Сильвий хмыкнул в темноте и потянул на себя меховую полость. Эта палатка досталась им на троих, но Лоллий ушел пить с Арминием, и потому Север блаженствовал. Ну, если не думать о том, как он наврал консулу и что теперь делать. Да-да, и про сволочь стриженную не вспоминать! Ишь, отхватил себе палатку командирскую, на самом высоком холмике ее поставил и спесь свою надул. Носа не показал с тех пор, как ночь спустилась. Наглупили они с Ларом вместе, а шкуру Максим спустит с одного Севера. Ну кто ж за язык тянул врать? Север бы и не полез, да больно уж противно командир легиона Иллария лапал… Тоненький, легкий, сильный, точно тетива натянутая, красивый… как такого не лапать? Уй, не надо, не надо!.. Начнешь себе Лара представлять –  не остановишься. Сильвий вдруг выругался и сел:

– Слушай, Астигат, и не надоело тебе? – в темноте лица квестора Аэция было не разглядеть, но нетерпение Север угадал безошибочно. –  Арминию ты отказал? Отказал! Станешь процедов покупать? Так здесь их нет!

– Зато ты есть, – решился все же Сильвий! Но сейчас Севера победа не радовала. Еще месяц назад они поспорили –  вчетвером, как водится,  – на задницы друг друга. Арминий первый проигранный спор предпочел забыть – а ведь Север его тогда перепил! – и предложил спорить по новой. Продул имперец и вторую попойку, а вот Сильвия, выбывшего из игры на втором десятке бутылок, видать, споры утомили… ну что ж, задница у Аэция – ох, хороша! Жаль, в темнотище видно плохо! Но вот потрогать  горячее, гладкое – в самый раз.
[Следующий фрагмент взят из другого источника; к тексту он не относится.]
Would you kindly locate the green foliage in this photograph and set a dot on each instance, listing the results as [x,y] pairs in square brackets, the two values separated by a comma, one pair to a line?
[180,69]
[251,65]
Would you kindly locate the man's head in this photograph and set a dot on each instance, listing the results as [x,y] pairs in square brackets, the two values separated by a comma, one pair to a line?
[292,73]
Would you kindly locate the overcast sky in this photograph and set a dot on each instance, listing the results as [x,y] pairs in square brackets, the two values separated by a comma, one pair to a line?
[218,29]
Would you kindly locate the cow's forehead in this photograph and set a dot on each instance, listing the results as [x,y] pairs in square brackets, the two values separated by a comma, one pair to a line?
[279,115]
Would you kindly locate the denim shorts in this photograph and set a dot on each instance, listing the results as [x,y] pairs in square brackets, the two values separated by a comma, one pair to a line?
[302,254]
– Жребий бросим? – Север уже мял ягодицы соратничка, и потому смысл вопроса дошел не сразу. –  Давай, свет зажжем и…

Не будет никаких жребиев, дурень веснушчатый! У Сильвия мордашка подкачала, зато тело было ладным, словно нарочно для забав созданным. Ну и чего с ним эти… церемонии разводить, чай, не Илларий! Так что всадить сейчас по самые яйца, и дело с концом – тем более, сам решился, предложил! Он перевернул Сильвия на живот, подсунул под бедра скомканное одеяло и навалился сверху. Квестор наподдал задом, заворочался под ним:

– Да погоди ж ты, вот дикарь! У меня масло есть! – Север коротко хохотнул в жесткий ежик волос. Масло с собой в поход взял! Трезены все едино так сожрут, не поморщатся, а перед этим скопом отведают иного угощения… трезены, даааа… вот же дурак ты, Север Астигат, и не остановил никто, а теперь по твоей милости… да пусть все остальные, во главе с Арминием в Стан мертвых угодят, но Лар же, Лар тут!..
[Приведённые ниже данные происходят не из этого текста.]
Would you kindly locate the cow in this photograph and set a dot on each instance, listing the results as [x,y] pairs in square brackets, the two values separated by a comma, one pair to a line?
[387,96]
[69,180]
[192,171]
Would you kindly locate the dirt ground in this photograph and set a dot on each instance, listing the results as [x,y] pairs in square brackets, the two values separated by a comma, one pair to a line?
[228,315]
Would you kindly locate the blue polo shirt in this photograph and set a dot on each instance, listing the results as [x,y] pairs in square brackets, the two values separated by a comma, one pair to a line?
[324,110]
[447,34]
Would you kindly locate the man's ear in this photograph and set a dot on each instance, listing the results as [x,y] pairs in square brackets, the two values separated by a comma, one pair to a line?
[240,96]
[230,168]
– Ну, тащи масло свое, –  Сильвий извернулся змеей, потянул на себя походную суму и что-то достал оттуда, сунул в руку холодную склянку, но Север приказал ему: – Сам мажь. Не люблю я эти ваши… выкрутасы имперские. Зад – и тот бережете…

Но все же скатился с Сильвия, силясь разглядеть в темноте, как тот смазывает себя. Запахло чем-то сладким, и Аэций вздохнул удовлетворенно.

– Можно теперь? – Сильвий вновь молча улегся на живот, приподнял задницу – ласкать себя начал, точно. Север привстал сзади него на колени, нащупал скользкий от масла вход и, не утруждая себя ласками, вставил: так сильнее член сожмет, если не растягивать! Аэций взвыл под ним, пытаясь вырваться – ну все они так, «нижние»… на всех обрядах похоже было. Вначале от боли воют, потом от удовольствия. Сильвий не девственник, переживет.

– Больно же! Пусти ж ты, дикарь, больно! – сунуть глубже не удавалось, Аэций сжался, будто его впрямь трезены насилуют.

– Да ты что? Мужчин до того не знал? Расслабься, говорю! – парень принялся бить задницей, точно конь – крупом. Тьфу! Север выпустил мокрые от пота бедра и выругался:

– Пошел ты! Не хочешь – не лезь, спать не мешай.

Сильвий извернулся на одеялах, сел и зашептал:

– Хочу, сил нет терпеть – хочу! Но больно! – легко толкнул Севера, вынуждая опереться спиной на их мешки и свернутые плащи, проворно взобрался на колени. –  Давай так попробуем…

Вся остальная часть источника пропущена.